Incunable Edition of Macrobius
This incunable edition of Macrobius, issued by the Venetian printer Philippus Pincius, is of particular interest for its inclusion of a highly significant half-page circular world map. Macrobius was a fifth-century philosopher whose neoplatonic commentary on Cicero references a geographical concept differing from that of Ptolemy. The present edition includes the first appearance of this particular version of the woodblock map - it also stands as the final 15th-century printing of the map, published Oct. 29, 1500. Notably this woodblock departs from earlier incunable editions by surrounding the map with a border and fourteen windheads. It also differs from the original printed version of the map, in the 1483 Brescia edition of Macrobius, by its reversal of east and west.
The map represents a radical departure from the Ptolemaic worldview. The most notable difference between the Macrobius and the Ptolemaic maps is the connection between the Indian and Atlantic Oceans below Africa. Other important features of the map include the presence of an unknown southern continent, which would influence cartographers for two hundred further years.

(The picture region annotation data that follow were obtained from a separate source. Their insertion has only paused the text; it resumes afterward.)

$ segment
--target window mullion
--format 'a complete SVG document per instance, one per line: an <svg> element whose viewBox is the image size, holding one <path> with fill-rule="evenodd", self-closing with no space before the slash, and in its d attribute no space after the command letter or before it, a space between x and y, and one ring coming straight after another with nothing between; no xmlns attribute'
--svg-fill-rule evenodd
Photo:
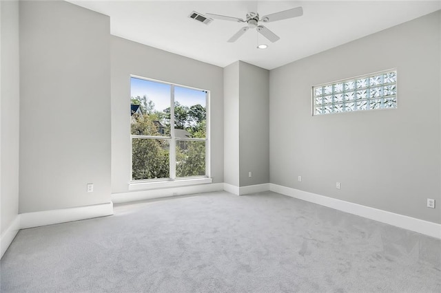
<svg viewBox="0 0 441 293"><path fill-rule="evenodd" d="M170 179L176 177L176 142L174 134L174 85L170 89Z"/></svg>

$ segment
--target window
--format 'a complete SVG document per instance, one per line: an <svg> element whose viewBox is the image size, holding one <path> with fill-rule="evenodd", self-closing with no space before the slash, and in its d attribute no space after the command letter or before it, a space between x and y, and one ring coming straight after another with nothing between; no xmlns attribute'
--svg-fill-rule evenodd
<svg viewBox="0 0 441 293"><path fill-rule="evenodd" d="M132 180L208 177L207 91L132 76Z"/></svg>
<svg viewBox="0 0 441 293"><path fill-rule="evenodd" d="M397 72L388 70L312 87L313 115L397 107Z"/></svg>

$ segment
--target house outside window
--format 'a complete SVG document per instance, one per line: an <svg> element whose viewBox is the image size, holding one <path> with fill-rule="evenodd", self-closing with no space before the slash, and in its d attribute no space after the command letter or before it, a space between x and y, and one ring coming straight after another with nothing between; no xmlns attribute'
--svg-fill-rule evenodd
<svg viewBox="0 0 441 293"><path fill-rule="evenodd" d="M132 76L132 180L209 177L207 91Z"/></svg>

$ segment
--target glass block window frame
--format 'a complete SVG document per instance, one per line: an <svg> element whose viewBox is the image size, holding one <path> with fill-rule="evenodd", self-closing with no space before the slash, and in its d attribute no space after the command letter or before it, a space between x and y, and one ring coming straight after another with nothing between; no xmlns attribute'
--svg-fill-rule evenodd
<svg viewBox="0 0 441 293"><path fill-rule="evenodd" d="M397 70L312 87L312 115L397 107Z"/></svg>

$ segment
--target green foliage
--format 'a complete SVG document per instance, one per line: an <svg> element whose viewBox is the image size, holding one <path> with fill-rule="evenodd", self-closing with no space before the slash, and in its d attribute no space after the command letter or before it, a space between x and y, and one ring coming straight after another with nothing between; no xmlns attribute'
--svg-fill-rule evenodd
<svg viewBox="0 0 441 293"><path fill-rule="evenodd" d="M163 112L154 110L154 104L144 96L132 98L132 103L139 105L143 115L132 116L131 131L133 135L158 135L157 122L165 126L165 135L170 129L170 108ZM193 138L205 138L207 128L205 108L196 105L189 108L175 102L174 128L185 129ZM156 124L155 124L156 123ZM145 180L170 177L169 143L166 140L132 139L132 178ZM205 175L205 142L177 141L176 148L176 177Z"/></svg>
<svg viewBox="0 0 441 293"><path fill-rule="evenodd" d="M170 177L168 143L164 140L134 138L132 142L132 177Z"/></svg>
<svg viewBox="0 0 441 293"><path fill-rule="evenodd" d="M205 142L177 142L176 176L205 175Z"/></svg>
<svg viewBox="0 0 441 293"><path fill-rule="evenodd" d="M149 115L134 114L132 134L157 135L158 127ZM169 144L165 140L133 138L132 177L134 180L170 177Z"/></svg>

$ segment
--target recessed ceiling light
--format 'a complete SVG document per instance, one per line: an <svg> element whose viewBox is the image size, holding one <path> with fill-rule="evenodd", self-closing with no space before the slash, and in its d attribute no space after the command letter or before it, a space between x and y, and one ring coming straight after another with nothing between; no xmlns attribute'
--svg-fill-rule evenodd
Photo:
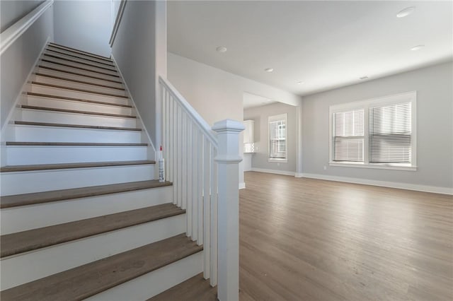
<svg viewBox="0 0 453 301"><path fill-rule="evenodd" d="M226 52L226 47L224 47L223 46L219 46L215 49L217 51L217 52Z"/></svg>
<svg viewBox="0 0 453 301"><path fill-rule="evenodd" d="M420 49L423 48L424 47L425 47L425 45L414 46L413 47L411 48L411 50L412 50L412 51L420 50Z"/></svg>
<svg viewBox="0 0 453 301"><path fill-rule="evenodd" d="M396 17L397 18L406 17L406 16L409 16L410 14L411 14L412 13L413 13L413 11L415 10L415 6L406 7L406 8L404 8L403 10L402 10L399 13L398 13L396 14Z"/></svg>

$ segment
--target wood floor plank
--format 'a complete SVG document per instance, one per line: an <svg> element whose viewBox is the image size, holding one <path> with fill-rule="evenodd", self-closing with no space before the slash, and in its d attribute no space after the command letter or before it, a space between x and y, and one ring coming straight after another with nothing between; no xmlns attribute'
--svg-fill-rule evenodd
<svg viewBox="0 0 453 301"><path fill-rule="evenodd" d="M210 285L201 273L147 301L217 301L217 288Z"/></svg>
<svg viewBox="0 0 453 301"><path fill-rule="evenodd" d="M30 170L64 170L69 168L103 167L108 166L142 165L156 164L154 160L88 162L84 163L39 164L33 165L6 165L0 168L0 172L23 172Z"/></svg>
<svg viewBox="0 0 453 301"><path fill-rule="evenodd" d="M2 301L81 300L202 250L182 234L0 293Z"/></svg>
<svg viewBox="0 0 453 301"><path fill-rule="evenodd" d="M170 185L172 185L171 182L160 182L157 179L151 179L129 183L93 186L90 187L35 192L32 194L16 194L1 196L0 199L0 208L12 208L20 206L132 191L134 190L149 189Z"/></svg>
<svg viewBox="0 0 453 301"><path fill-rule="evenodd" d="M452 300L453 196L246 172L241 300Z"/></svg>
<svg viewBox="0 0 453 301"><path fill-rule="evenodd" d="M169 203L1 235L0 257L149 223L185 212L185 210Z"/></svg>

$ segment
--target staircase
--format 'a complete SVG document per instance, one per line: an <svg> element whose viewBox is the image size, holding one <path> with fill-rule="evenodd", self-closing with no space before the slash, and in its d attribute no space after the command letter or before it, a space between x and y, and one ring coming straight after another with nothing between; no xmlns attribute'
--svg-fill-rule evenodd
<svg viewBox="0 0 453 301"><path fill-rule="evenodd" d="M176 300L157 295L195 283L215 300L110 59L50 43L19 105L0 169L1 300Z"/></svg>

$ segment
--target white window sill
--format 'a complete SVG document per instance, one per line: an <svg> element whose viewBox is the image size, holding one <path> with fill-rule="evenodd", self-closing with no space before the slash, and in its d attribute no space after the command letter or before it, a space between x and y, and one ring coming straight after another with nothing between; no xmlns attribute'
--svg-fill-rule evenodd
<svg viewBox="0 0 453 301"><path fill-rule="evenodd" d="M273 158L273 159L268 159L268 162L274 162L276 163L286 163L288 162L287 159L277 159L277 158Z"/></svg>
<svg viewBox="0 0 453 301"><path fill-rule="evenodd" d="M361 163L348 162L329 162L329 166L338 166L342 167L359 167L359 168L374 168L379 170L417 170L416 166L404 166L401 165L384 165L384 164L365 164Z"/></svg>

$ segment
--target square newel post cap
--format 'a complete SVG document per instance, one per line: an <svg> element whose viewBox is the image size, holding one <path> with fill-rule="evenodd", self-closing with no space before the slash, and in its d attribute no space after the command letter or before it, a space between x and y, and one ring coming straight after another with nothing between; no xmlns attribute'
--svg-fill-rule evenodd
<svg viewBox="0 0 453 301"><path fill-rule="evenodd" d="M231 119L224 119L214 124L212 131L219 133L239 134L245 129L242 122Z"/></svg>

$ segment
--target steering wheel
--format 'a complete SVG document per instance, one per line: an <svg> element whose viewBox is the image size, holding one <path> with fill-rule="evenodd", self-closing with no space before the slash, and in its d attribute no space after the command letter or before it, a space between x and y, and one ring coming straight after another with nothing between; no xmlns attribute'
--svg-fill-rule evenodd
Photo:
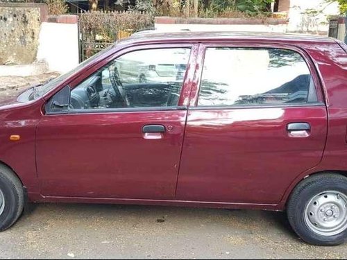
<svg viewBox="0 0 347 260"><path fill-rule="evenodd" d="M112 64L108 67L108 71L110 73L110 80L117 96L120 96L124 105L126 105L126 107L130 107L130 103L123 87L123 84L121 82L118 69L115 64Z"/></svg>

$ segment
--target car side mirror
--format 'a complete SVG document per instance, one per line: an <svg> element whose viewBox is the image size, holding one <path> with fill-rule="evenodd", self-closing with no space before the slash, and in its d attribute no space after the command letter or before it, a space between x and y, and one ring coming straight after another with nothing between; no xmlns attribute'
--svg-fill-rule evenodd
<svg viewBox="0 0 347 260"><path fill-rule="evenodd" d="M67 114L70 103L70 87L67 85L52 96L45 105L46 114Z"/></svg>

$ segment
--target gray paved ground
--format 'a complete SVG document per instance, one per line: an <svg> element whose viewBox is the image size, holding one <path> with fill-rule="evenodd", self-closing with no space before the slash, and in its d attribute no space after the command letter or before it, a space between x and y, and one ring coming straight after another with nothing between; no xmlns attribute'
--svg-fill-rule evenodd
<svg viewBox="0 0 347 260"><path fill-rule="evenodd" d="M164 220L164 221L162 221ZM35 207L0 234L1 258L347 257L347 244L316 247L282 213L136 205Z"/></svg>
<svg viewBox="0 0 347 260"><path fill-rule="evenodd" d="M56 75L0 77L0 99ZM346 259L347 244L307 245L281 213L46 204L0 233L0 258Z"/></svg>

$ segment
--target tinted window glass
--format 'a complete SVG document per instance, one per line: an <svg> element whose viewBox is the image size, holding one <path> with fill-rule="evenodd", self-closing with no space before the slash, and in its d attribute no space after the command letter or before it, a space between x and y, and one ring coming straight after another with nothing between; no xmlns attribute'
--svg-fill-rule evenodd
<svg viewBox="0 0 347 260"><path fill-rule="evenodd" d="M279 49L208 48L200 89L200 106L317 101L303 57Z"/></svg>
<svg viewBox="0 0 347 260"><path fill-rule="evenodd" d="M124 54L76 87L69 109L176 106L189 53L176 48Z"/></svg>

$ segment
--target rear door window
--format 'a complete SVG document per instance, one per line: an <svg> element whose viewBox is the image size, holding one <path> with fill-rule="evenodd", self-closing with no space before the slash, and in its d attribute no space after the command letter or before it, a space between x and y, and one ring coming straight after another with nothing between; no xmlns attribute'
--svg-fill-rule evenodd
<svg viewBox="0 0 347 260"><path fill-rule="evenodd" d="M207 48L198 106L300 105L317 102L298 53L271 48Z"/></svg>

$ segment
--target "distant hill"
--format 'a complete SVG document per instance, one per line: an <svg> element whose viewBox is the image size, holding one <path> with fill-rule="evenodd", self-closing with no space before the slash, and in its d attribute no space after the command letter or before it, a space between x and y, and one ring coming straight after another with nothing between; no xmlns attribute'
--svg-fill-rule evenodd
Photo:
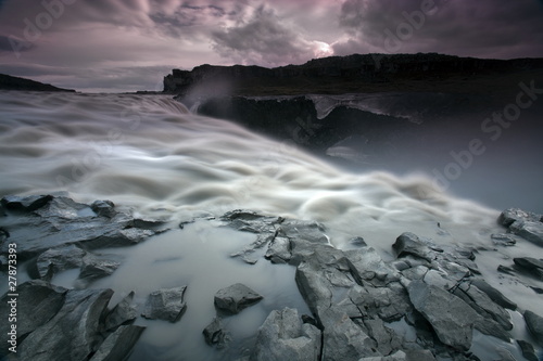
<svg viewBox="0 0 543 361"><path fill-rule="evenodd" d="M200 65L174 69L164 91L184 95L299 95L374 92L500 93L543 79L543 59L490 60L437 53L353 54L276 68Z"/></svg>
<svg viewBox="0 0 543 361"><path fill-rule="evenodd" d="M49 83L42 83L39 81L12 77L10 75L0 74L0 89L2 90L31 90L31 91L70 91L75 92L72 89L62 89Z"/></svg>

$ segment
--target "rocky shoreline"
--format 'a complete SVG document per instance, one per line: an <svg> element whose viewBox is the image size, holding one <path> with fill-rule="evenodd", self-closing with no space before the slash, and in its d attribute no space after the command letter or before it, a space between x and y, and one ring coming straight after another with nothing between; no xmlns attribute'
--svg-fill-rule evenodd
<svg viewBox="0 0 543 361"><path fill-rule="evenodd" d="M232 360L479 360L473 347L481 339L492 343L493 352L504 360L514 360L515 350L538 360L536 350L543 346L541 311L521 309L491 286L478 269L477 249L438 245L405 232L391 240L395 259L386 261L362 237L352 240L353 249L333 247L325 225L315 221L249 210L232 210L213 221L256 236L230 257L249 265L264 258L295 267L295 283L311 310L272 311L253 347ZM504 232L492 235L496 247L515 246L520 240L543 245L541 215L512 208L502 212L498 223ZM14 343L0 345L0 354L9 360L15 345L21 360L123 360L146 332L134 324L140 315L160 322L182 320L190 312L185 300L190 284L156 289L144 304L136 302L130 293L111 306L112 289L88 287L124 261L100 249L152 242L149 238L169 227L109 201L83 204L65 194L3 197L1 270L8 280L10 245L15 244L17 265L25 265L18 268L18 279L29 280L16 287L16 336ZM543 260L528 256L496 271L542 281ZM74 288L50 283L70 269L79 269ZM541 289L532 289L541 297ZM13 292L2 296L1 314L10 313ZM223 321L261 299L239 283L217 289L210 300L216 317L201 331L210 347L232 354ZM513 331L519 325L514 313L523 315L530 337L515 338ZM2 322L0 332L10 331Z"/></svg>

The map is included here in Macrobius's commentary on Cicero's Somnium Scipionis, a semi-mythical telling of a dream by a Roman general during the Second Punic War. In the dream, the terrestrial and celestial spheres are revealed to Scipio, and he discovers that Rome is but an insignificant portion of the earth. Macrobius's first comments on Cicero's telling of the dream before interweaving the dream with extracts and interpretations of Neoplatonic thinkers, including Plotinus and Porphyry, in his Saturnia.
Macrobius adopted the Zonal concept and believed that a great equatorial ocean divided the earth into four quarters... The first printed Macrobian map from Brescia in 1483 illustrates this theory and has led to the statement that it is the first to show the ocean currents... [he] believed that there must exist additional landmasses in the remaining quarters (the west and south) of the earth as a counterbalance to the known continents of Europe, Asia, and Northern Africa (in the north and east) - Moecker.
Single Word Title Page
The title pages of incunable books, those printed up through the year 1500, often embody a striking simplicity that reflects the era’s evolving relationship with print. In the case of the present book, a single printed word—MACROBIVS—stands alone on an otherwise blank page, an austere yet deliberate choice that underscored the primacy of text itself. Without ornamentation or extraneous detail, these title pages achieved a rare typographic purity, where letterforms, often in a stately blackletter or (as here) an elegant Roman type, commanded attention through their sheer presence. At a time when books were still closely tied to manuscript traditions, such restraint in design was a testament to the weight and authority of the printed word.
Rarity
Incunable editions of Macrobius with the world map are fairly scarce in the market, especially in such nice condition.